The First 5 Years

I spent my 5 year anniversary of living in New York in the Jersey suburbs. An odd choice, I’ll agree. But as I sit here writing this over my Chinese delivery, I feel a bit of a New York cliché. Spending a summer weekend outside the muggy confines of Manhattan, returning to an empty fridge (hence the Chinese food), a looming To Do list, and the anticipation of an early rise to hit the ground running first thing Monday morning – all part of what has become my New York lifestyle. Coming from such a tiny town in Eastern Oregon, I try to appreciate the fast pace of the city, but considering I *am* from such a tiny town, I do need to escape sometimes. The suburbs of Jersey are still a far cry from my parent’s twenty acres, but it’s still a relaxing haven.

Still – 5 years later, I’m here running around like a madman trying to make it, trying to do it all.
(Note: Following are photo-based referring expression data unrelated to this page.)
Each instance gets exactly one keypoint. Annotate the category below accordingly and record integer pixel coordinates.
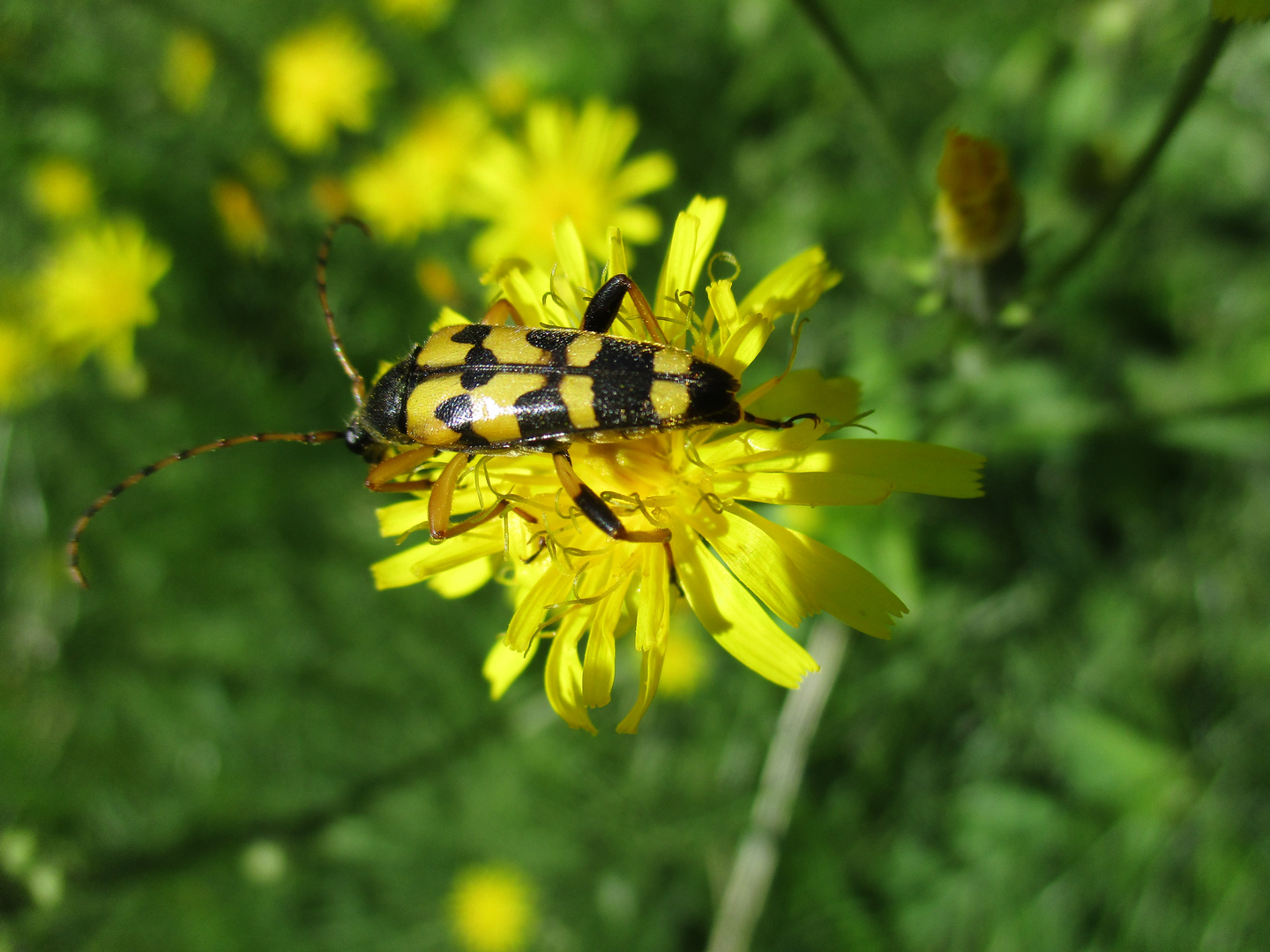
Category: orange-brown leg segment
(602, 310)
(597, 509)
(399, 465)
(442, 501)
(499, 311)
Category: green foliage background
(1062, 747)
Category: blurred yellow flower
(1241, 11)
(417, 183)
(492, 909)
(437, 280)
(319, 80)
(61, 190)
(19, 361)
(568, 167)
(507, 90)
(979, 212)
(424, 13)
(240, 216)
(93, 292)
(571, 582)
(684, 666)
(187, 70)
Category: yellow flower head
(318, 80)
(187, 70)
(979, 212)
(736, 568)
(240, 216)
(424, 13)
(1241, 11)
(19, 362)
(61, 190)
(415, 184)
(568, 167)
(93, 292)
(492, 909)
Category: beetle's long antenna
(78, 532)
(323, 256)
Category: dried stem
(1191, 84)
(752, 870)
(869, 97)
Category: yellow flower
(19, 361)
(93, 292)
(240, 217)
(61, 190)
(568, 167)
(424, 13)
(318, 80)
(415, 183)
(492, 909)
(187, 70)
(1241, 11)
(979, 212)
(733, 565)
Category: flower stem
(1191, 84)
(869, 97)
(752, 870)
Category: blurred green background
(234, 741)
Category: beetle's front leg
(399, 465)
(597, 509)
(442, 501)
(602, 310)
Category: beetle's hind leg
(597, 509)
(779, 424)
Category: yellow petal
(653, 622)
(549, 589)
(462, 580)
(573, 264)
(422, 562)
(503, 666)
(757, 562)
(649, 675)
(677, 267)
(796, 286)
(598, 664)
(447, 317)
(805, 391)
(732, 614)
(834, 583)
(401, 517)
(909, 467)
(563, 675)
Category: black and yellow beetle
(490, 389)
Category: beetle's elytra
(484, 389)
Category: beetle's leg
(442, 499)
(602, 310)
(499, 311)
(399, 465)
(597, 509)
(780, 424)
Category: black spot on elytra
(456, 413)
(557, 342)
(623, 383)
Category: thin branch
(1191, 84)
(869, 97)
(752, 870)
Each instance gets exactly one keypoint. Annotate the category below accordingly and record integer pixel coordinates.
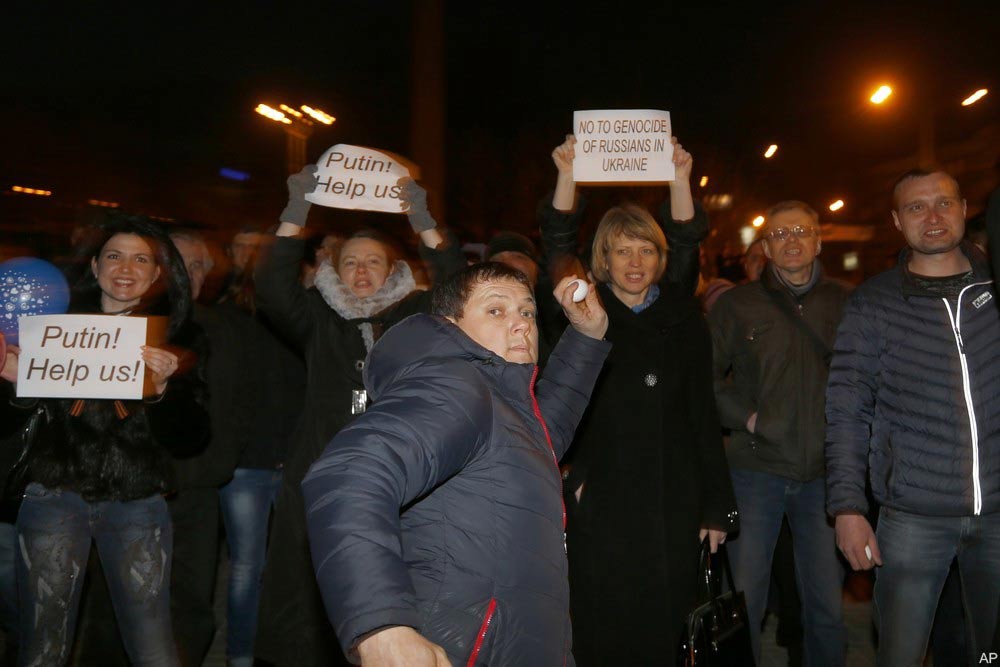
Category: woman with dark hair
(649, 477)
(97, 468)
(362, 290)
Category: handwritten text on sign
(622, 146)
(362, 178)
(81, 356)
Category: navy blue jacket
(914, 393)
(440, 508)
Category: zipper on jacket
(481, 635)
(548, 439)
(956, 327)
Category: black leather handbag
(716, 632)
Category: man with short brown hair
(912, 405)
(771, 340)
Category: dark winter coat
(649, 457)
(767, 364)
(913, 394)
(458, 447)
(292, 625)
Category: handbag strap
(786, 308)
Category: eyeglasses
(785, 233)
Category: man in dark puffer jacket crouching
(914, 394)
(435, 519)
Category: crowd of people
(498, 470)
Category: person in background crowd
(319, 250)
(362, 291)
(914, 380)
(517, 251)
(771, 346)
(274, 390)
(98, 468)
(649, 478)
(423, 558)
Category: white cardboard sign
(623, 145)
(359, 178)
(81, 356)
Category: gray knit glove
(415, 198)
(299, 185)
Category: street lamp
(297, 128)
(881, 95)
(974, 97)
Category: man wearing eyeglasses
(772, 340)
(913, 401)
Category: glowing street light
(31, 191)
(273, 114)
(319, 115)
(975, 97)
(881, 95)
(297, 128)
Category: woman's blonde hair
(626, 220)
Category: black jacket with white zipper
(914, 393)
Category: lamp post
(298, 126)
(926, 153)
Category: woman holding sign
(98, 468)
(360, 292)
(648, 478)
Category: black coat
(292, 626)
(440, 507)
(103, 456)
(650, 459)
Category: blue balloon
(29, 286)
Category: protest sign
(630, 146)
(81, 356)
(362, 178)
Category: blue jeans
(917, 552)
(134, 541)
(8, 581)
(763, 500)
(246, 504)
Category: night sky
(143, 106)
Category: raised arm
(399, 450)
(559, 217)
(684, 224)
(280, 295)
(571, 372)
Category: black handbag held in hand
(716, 633)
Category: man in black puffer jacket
(914, 395)
(435, 519)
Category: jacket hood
(980, 268)
(426, 338)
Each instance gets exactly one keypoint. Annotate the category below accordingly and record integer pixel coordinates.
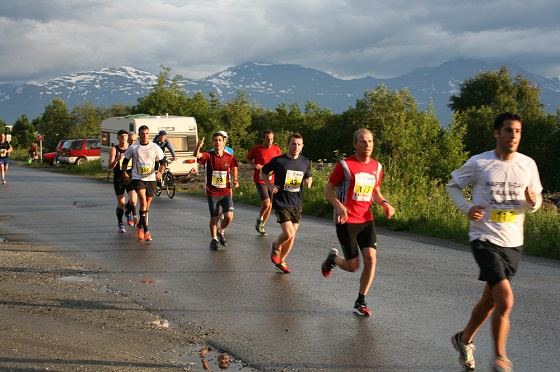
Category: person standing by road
(221, 170)
(291, 170)
(116, 156)
(5, 149)
(357, 180)
(505, 184)
(257, 157)
(144, 155)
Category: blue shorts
(214, 203)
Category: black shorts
(496, 263)
(214, 203)
(119, 186)
(149, 186)
(263, 191)
(292, 214)
(355, 236)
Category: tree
(23, 133)
(55, 123)
(167, 97)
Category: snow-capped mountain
(266, 84)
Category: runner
(290, 171)
(5, 150)
(144, 155)
(220, 167)
(115, 162)
(257, 157)
(505, 184)
(358, 183)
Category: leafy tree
(86, 120)
(167, 97)
(55, 123)
(23, 133)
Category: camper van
(181, 132)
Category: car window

Honestly, as bone-tired as I am sometimes, I still love it.

It certainly hasn’t been easy. My life may look fabulous all the time from this vantage point – but isn’t all champagne and Chanel. A lot of it has been strung together, paycheck by paycheck, running on 6 hours of sleep each night to barely afford my 2 bedroom apt in Astoria. I’ve only had health insurance for the past 6 months – can you imagine? Four and a half years spent crossing my fingers that I wouldn’t get hit by a bus, or worse, a bike messenger.

And it can be lonely. My family is now all on the other side of the country, three thousand miles away. I don’t have a significant other to emotionally support me in times of desperation. I don’t even have a pet – cats and dogs are expensive, after all, and I’m not sure I could afford one even if I gave up brunching.

But I do have my friends. I’ve swapped smiles with Anna Wintour, and exchanged emails with Glenn O’Brien, but more to me than these fame encounters are the incredibly brilliant, warm-hearted, uplifting and inspiring friends I have made. They have become my family, my immediate source of support and camaraderie. Fame is fleeting – and so are some friendships, but if the memories we make are all we leave behind, then I already have enough in my arsenal to fill a lifetime.